Old sheets.

Yo estaba allí, de pie como siempre, junto a su cama. Miraba como empezaba a acelerar su respiración. Agarraba las sabanas con fuerza. Era de seguro uno de esos orgasmos que sientes cuando un recuerdo se atraviesa en la muy pura esclerótica, tapándola de nieve roja, y dejando ver esos arboles con hojas caídas que enrollan el café de tu iris. Sin duda alguna querías inundar la linea de agua de tus ojos. No debe haber nada peor que llorar sin saber por qué. 

Durante toda la noche no paraste de hacer sonidos con tus dientes, de sacar tu lengua de vez en cuando y humedecer esos labios que, como de costumbre, se secan con la mínima ventisca al recordar los helados de vainilla y fresa cerca de la cañada que solíamos recorrer todos los viernes. De seguro no podías olvidar el sabor de mis dedos al untar tu camisa. 

Desde mi angulo de visión, era casi imperceptible el color de uñas que tenías esa noche. Adorabas cambiarlas día con día. Tampoco podía ver con exactitud la cantidad de arrugas que tenía tu pijama, o el color de tu sombra al lado izquierdo de la cama. Solo podía ver a la perfección como sonreías cada tanto, y justo luego te tomabas inconscientemente el cabello y lo alejabas de tus pestañas. Debe ser que te asegurabas de tener la idea de como se sentían mis huellas dactilares rozando el ángulo exterior de tu ojo. Debe ser que aunque me odiaras, aún sentías la necesidad de tenerme cerca de tu tercer hoyuelo, la intersección de la esquina de tu nariz y la línea formada por tu lágrima media cada otoño, al ver las hojas naranja caer y ver el olvido ahí, en su máxima expresión de locura.

Ya eran las tres y cuarto y aún no despertabas, me extrañaba la idea de que no fueras a la cocina y tomaras dos rodajas de jamón y las enrollaras en tu boca.
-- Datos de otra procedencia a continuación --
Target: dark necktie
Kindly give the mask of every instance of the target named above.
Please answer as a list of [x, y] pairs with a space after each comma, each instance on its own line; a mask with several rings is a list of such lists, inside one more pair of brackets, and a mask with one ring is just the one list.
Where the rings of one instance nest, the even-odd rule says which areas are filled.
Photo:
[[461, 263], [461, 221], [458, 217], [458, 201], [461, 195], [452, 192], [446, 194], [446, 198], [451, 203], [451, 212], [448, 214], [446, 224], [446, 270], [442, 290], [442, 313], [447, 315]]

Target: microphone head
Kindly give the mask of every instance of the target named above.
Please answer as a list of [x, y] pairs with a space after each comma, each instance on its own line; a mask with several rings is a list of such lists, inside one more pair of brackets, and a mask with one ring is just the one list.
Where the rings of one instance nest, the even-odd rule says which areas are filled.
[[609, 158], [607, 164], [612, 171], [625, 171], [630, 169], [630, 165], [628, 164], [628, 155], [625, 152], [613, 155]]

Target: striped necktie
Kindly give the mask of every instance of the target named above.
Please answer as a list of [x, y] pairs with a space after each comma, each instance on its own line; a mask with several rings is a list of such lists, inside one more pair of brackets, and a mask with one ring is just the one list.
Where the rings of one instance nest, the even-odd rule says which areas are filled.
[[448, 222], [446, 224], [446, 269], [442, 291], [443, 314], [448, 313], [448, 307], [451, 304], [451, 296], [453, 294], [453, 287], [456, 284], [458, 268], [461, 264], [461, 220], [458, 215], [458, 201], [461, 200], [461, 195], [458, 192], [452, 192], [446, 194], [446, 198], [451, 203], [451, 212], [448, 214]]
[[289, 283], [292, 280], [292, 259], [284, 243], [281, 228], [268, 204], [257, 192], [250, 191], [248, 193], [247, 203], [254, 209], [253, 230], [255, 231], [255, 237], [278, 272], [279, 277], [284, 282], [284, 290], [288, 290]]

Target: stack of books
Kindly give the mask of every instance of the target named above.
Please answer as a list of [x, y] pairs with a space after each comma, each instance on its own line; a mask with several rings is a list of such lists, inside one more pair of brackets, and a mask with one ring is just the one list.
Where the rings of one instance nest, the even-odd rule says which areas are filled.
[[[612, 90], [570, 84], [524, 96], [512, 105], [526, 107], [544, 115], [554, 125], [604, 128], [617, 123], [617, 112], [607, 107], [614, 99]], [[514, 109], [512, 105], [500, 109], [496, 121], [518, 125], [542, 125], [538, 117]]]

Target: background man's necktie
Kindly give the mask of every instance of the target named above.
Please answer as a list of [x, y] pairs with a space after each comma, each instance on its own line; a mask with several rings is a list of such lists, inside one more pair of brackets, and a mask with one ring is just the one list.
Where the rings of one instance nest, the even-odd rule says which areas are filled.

Era tan extraño que no te quedaras un rato viendo por la ventana, observando como la sombras de los arboles formaban imágenes escabrosas, que no te daban miedo, más bien ansia y curiosidad. 

Pasaron las horas y seguías durmiendo plácidamente, un muy mal indicio de felicidad, nadie puede dormir cuando es imposible cerrar los ojos sin sonreír por lo ocurrido, nadie puede si quiera soñar con la cabeza en la almohada y los pies en las nubes, intentando alejarse de lo que los ata. Luego de que suspiraras por trigésimo novena vez, despertaste. Sonreíste un poco y te sentaste al borde la cama, y trataste de acercarte a mi, pero te dio miedo, no fuiste capaz, supongo que nadie puede ponerse de pie con unos cuantos trozos de nube atorados entre los dedos.

Te recostaste de nuevo, y fue allí, al mirar al techo, donde supiste que estabas llena de recuerdos malintencionados y vacíos intestinales mal acomodados, no de jamón, como hubieses preferido. Fue allí cuando viste que no corrías más rápido que lo que te perseguía, una jauría de besos y caricias y paseos y abrazos y despedidas que intentaste olvidar, pero que al fin y al cabo terminaron agarrándote. Se metieron bajo tu ropa y empezaron a formar castillos de memorias irreconciliables, trataste de luchar, pero fue imposible, tu piel ya estaba de gallina, en tus ojos ya se podía nadar, el frio ya paseaba por tu cuerpo, y tus manos... tus queridas manos ya estaban tibias, sudando un amor que aún tenías pero que negabas.

Yo quise ayudarte, acercarme y abrazarte, extenderte mi mano y refugiarte bajo mi mentón, pero no pude. Fue allí mismo donde recordé que soy simplemente una fotografía pegada en la pared.